Healthy individuals are generally not at risk for CRE. Infections are most common in nursing homes and hospitals, where invasive devices such as ventilators, urinary catheters, and intravenous catheters, result in exposure to CRE.

How Did This Outbreak Happen?

Duodenoscopes are a type of endoscope used to obtain material for a biopsy, treat gallstones and cancers, as well as other digestive disorders [3]. The scope consists of flexible tubes, which are inserted into the mouth, threaded through the throat, stomach and into the small intestine [3]. Although fairly non-invasive compared to surgery, this procedure allows for easy contamination of the devices with pathogens, such as CRE. Contaminated scopes are then able to transmit the pathogen from patient to patient [4,5]

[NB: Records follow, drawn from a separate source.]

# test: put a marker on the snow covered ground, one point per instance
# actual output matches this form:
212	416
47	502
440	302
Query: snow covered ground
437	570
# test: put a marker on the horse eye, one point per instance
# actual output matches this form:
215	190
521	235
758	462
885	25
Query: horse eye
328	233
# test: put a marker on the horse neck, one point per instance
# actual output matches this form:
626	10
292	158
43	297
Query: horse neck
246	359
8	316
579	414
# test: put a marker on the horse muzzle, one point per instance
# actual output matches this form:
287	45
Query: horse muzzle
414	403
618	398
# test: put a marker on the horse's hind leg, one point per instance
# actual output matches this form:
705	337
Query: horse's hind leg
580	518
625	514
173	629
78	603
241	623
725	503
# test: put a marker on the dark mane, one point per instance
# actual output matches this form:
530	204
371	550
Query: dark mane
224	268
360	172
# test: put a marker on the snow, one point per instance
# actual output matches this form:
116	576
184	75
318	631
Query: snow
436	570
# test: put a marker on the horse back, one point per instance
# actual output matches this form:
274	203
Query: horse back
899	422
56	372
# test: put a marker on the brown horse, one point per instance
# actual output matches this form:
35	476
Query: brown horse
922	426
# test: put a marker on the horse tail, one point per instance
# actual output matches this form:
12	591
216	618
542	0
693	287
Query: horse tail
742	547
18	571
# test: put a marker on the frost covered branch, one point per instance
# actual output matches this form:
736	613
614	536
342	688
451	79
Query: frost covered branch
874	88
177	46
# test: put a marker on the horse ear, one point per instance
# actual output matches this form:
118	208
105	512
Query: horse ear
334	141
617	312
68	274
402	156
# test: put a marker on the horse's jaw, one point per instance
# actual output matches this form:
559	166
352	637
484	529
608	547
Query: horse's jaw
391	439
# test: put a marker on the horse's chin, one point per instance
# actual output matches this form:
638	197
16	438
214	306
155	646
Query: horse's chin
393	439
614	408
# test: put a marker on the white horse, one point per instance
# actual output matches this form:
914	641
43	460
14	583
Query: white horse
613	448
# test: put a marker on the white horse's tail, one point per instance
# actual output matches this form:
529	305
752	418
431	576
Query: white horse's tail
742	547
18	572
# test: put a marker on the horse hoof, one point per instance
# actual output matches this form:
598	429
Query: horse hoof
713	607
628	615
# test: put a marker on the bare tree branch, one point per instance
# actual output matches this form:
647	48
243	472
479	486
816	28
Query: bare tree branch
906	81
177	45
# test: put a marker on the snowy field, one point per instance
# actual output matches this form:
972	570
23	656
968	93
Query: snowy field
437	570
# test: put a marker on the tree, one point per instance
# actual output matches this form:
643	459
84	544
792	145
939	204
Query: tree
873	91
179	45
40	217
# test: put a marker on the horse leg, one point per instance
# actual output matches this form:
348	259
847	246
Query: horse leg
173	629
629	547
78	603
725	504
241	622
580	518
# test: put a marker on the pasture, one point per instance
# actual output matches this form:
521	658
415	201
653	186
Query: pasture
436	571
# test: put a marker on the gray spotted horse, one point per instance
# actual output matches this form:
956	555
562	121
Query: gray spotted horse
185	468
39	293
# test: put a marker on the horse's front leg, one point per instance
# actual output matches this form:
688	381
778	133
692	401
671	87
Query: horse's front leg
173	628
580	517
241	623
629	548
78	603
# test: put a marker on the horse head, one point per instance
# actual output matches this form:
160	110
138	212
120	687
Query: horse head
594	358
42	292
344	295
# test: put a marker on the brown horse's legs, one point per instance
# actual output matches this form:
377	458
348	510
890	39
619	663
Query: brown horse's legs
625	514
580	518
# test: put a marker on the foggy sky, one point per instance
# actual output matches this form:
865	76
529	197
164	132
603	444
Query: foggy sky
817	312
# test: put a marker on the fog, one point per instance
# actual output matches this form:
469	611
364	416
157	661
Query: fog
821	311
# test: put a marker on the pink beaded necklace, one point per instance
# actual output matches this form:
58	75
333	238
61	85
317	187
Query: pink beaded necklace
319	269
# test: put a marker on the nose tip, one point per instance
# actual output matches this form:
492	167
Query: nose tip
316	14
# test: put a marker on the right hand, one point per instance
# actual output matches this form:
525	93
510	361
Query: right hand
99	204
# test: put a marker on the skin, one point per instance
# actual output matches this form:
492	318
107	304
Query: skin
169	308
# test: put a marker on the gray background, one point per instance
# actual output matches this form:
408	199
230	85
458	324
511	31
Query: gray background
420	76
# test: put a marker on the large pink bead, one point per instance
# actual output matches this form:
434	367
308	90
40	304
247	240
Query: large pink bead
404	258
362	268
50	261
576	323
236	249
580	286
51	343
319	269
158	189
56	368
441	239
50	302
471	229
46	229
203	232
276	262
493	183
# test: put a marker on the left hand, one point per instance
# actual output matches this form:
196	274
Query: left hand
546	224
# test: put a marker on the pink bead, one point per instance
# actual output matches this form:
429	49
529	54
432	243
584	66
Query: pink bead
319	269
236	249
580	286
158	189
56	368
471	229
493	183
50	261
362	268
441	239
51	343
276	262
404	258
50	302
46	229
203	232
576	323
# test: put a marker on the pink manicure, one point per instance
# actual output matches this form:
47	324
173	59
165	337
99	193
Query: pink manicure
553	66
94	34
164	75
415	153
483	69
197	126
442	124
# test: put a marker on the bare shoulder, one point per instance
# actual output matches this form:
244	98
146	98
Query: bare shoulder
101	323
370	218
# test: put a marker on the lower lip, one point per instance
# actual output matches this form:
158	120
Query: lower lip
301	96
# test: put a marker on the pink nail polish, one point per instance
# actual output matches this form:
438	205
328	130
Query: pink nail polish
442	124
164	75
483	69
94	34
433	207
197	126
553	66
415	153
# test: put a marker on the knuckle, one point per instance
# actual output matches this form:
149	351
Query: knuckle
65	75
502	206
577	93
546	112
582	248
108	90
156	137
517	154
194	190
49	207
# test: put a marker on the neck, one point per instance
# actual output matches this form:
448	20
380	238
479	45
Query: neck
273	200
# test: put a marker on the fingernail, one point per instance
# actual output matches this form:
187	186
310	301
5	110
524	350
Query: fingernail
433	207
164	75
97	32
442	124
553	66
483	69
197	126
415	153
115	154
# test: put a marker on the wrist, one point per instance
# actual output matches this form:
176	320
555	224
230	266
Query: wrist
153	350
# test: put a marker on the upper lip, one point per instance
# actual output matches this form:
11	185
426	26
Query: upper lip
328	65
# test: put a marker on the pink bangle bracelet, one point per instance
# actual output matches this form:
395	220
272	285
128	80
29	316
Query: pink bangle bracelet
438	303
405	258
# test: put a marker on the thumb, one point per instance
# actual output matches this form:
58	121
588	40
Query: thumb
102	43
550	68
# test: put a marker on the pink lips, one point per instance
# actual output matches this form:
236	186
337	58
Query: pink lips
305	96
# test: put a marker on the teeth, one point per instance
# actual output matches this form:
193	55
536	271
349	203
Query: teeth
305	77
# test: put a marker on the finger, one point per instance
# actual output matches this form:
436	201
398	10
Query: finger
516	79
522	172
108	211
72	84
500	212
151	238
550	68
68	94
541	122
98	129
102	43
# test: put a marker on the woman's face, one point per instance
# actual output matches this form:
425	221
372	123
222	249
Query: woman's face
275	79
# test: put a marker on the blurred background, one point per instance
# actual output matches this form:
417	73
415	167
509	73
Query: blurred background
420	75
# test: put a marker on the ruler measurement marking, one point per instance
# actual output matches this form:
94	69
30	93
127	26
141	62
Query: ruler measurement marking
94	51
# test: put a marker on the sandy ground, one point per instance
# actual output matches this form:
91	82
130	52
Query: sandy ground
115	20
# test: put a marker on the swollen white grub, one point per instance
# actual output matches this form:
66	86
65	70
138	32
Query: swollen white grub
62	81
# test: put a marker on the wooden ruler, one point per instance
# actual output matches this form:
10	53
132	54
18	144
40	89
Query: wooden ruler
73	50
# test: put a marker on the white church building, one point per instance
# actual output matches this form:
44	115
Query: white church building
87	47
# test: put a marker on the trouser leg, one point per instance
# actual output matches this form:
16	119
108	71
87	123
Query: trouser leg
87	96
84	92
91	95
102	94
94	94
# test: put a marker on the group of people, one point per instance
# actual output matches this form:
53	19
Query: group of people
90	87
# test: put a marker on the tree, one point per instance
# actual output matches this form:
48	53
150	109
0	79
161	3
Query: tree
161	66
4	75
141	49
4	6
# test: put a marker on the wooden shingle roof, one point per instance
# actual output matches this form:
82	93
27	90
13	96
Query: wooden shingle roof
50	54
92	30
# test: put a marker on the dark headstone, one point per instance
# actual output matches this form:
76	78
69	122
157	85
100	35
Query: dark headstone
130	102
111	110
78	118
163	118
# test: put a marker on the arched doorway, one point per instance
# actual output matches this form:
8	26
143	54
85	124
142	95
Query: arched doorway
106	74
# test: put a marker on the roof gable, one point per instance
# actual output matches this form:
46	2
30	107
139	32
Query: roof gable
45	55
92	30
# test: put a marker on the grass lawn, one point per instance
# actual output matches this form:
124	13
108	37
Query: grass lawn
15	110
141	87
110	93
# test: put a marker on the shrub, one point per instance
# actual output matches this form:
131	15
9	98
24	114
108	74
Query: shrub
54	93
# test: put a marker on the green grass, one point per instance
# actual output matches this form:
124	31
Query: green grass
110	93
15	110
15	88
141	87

The UCLA Medical Center duodenoscopes were cleaned according to both FDA and manufacturer guidelines, therefore the outbreak has not been traced to a break in protocol [1]. Due to their structure and mechanics, these devices are difficult to clean. Duodenoscopes cannot be autoclaved, like a scalpel would be, because their lenses and electronics make them sensitive to high temperatures [1]. Instead, the scopes are cleaned by hand with liquid disinfectants [1]. These procedures are not sufficient to completely remove CRE bacteria, which can then colonize on the device [2].

What's Being Done?

Following this outbreak, the UCLA Medical Center has removed the two contaminated duodenoscopes and implemented a more stringent decontamination process for the remaining devices [2]. In addition to the FDA and manufacturer cleaning guidelines, automated machines are now used for disinfection, and the devices will now be receiving off-site sterilization using ethylene oxide gas [2].  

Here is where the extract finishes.